If the router is indeed forever left mounted in a table (and never used as a plunge router) I can't see why the springs are needed - all they do is add resistance for the kit to fight against when trying to raise the bit. Perhaps the RR manufacturer is trying to cover himself in case someone uses the router with springs removed, in a hand held fashion? I will call him with that question as for my installation at least (always in table), I'm sure it'd be preferable to have no springs installed. 

They really go on about that STP Engine Oil Treatment - I haven't been able to find that exact product here (in NZ) yet - would like to as it sounds pretty fantastic! My plunge router has always been a bit sticky. 

Matthew

PS - the RW post re removing springs is interesting - although note that the instructions make no reference to using a springless router with the RR kit.


----------



## jlord (Nov 16, 2009)

Hi Matthew;
STP is found here in just about every auto parts store I have ever been in. An old mechanic friend told me to never use that stuff in my engine. He could always tell when he disassembled a motor & that stuff was used. Might be ok for lubing other stuff.
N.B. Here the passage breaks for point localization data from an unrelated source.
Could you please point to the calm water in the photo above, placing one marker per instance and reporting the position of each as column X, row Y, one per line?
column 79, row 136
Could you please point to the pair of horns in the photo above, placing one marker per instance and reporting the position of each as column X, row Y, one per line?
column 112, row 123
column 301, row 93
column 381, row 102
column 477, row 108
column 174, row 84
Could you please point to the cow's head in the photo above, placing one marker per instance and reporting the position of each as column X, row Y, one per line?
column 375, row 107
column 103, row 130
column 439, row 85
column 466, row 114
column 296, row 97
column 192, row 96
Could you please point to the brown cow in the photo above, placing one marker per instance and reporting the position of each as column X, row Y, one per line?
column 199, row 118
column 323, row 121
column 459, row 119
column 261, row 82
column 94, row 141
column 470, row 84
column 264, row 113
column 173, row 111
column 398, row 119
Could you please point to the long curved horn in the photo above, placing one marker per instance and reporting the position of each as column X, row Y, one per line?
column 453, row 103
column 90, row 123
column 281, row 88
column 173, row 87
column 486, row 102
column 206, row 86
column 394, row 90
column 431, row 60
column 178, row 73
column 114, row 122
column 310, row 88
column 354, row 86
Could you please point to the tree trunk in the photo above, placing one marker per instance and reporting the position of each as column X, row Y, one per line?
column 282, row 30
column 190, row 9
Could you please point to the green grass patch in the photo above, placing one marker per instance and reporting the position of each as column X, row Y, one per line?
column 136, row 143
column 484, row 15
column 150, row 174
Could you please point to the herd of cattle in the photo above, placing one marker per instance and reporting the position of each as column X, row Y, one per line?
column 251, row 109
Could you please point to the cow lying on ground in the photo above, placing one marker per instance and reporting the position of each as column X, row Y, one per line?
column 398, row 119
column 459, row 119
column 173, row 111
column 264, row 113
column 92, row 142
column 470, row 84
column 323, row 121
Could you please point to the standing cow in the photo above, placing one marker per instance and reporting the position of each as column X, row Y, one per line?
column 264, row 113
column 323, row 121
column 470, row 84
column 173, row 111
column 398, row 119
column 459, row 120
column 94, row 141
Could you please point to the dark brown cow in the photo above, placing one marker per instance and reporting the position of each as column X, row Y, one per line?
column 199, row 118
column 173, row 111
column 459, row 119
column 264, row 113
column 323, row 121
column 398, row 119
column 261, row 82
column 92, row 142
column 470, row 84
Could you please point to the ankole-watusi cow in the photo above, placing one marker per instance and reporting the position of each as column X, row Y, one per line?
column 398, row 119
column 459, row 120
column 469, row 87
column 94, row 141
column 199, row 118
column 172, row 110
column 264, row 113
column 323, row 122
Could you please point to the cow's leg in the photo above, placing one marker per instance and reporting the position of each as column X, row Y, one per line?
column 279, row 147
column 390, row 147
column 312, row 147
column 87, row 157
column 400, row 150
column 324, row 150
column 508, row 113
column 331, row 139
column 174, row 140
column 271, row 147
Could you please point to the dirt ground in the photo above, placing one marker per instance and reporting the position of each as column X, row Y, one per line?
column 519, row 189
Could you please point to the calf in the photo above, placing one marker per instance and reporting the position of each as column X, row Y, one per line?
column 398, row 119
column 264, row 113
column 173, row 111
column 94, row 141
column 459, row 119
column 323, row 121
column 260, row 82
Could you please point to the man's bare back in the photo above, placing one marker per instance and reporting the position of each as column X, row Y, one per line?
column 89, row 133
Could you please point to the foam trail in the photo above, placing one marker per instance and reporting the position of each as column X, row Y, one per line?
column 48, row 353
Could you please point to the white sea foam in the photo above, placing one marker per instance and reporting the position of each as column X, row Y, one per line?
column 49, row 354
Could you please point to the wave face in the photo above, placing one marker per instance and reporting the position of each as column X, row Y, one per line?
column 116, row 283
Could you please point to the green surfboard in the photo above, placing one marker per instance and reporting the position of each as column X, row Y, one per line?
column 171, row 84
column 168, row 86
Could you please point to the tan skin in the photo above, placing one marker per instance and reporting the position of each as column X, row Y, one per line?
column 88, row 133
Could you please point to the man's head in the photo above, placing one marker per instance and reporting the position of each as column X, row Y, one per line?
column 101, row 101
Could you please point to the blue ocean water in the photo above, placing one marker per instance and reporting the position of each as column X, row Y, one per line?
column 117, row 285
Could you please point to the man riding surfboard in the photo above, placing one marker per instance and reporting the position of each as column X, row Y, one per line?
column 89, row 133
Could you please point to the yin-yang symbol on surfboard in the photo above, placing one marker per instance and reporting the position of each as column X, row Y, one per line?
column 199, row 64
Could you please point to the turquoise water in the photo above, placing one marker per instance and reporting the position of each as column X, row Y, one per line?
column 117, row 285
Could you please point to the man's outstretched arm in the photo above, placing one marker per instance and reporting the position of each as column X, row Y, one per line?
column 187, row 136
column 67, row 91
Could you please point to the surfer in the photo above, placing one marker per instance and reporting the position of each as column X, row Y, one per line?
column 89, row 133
My Hitachi has never been out of the table since I mounted it a few years ago. It has always operated smooth & never a problem. The Router Raizer has operated perfectly. The only thing that has happened is sometimes I drop the little round cover & takes awhile to find on the floor.


----------



## Tempest (Jan 7, 2011)

> They really go on about that STP Engine Oil Treatment - I haven't been able to find that exact product here (in NZ) yet - would like to as it sounds pretty fantastic! My plunge router has always been a bit sticky.


It's little more than Viscosity Index Improver (VII) polymer (with a splash of additives) designed to thicken your motor oil to make bad sounds go away. In other words, snake oil. 

An NGLI 0 or 1 grease would be much better.


----------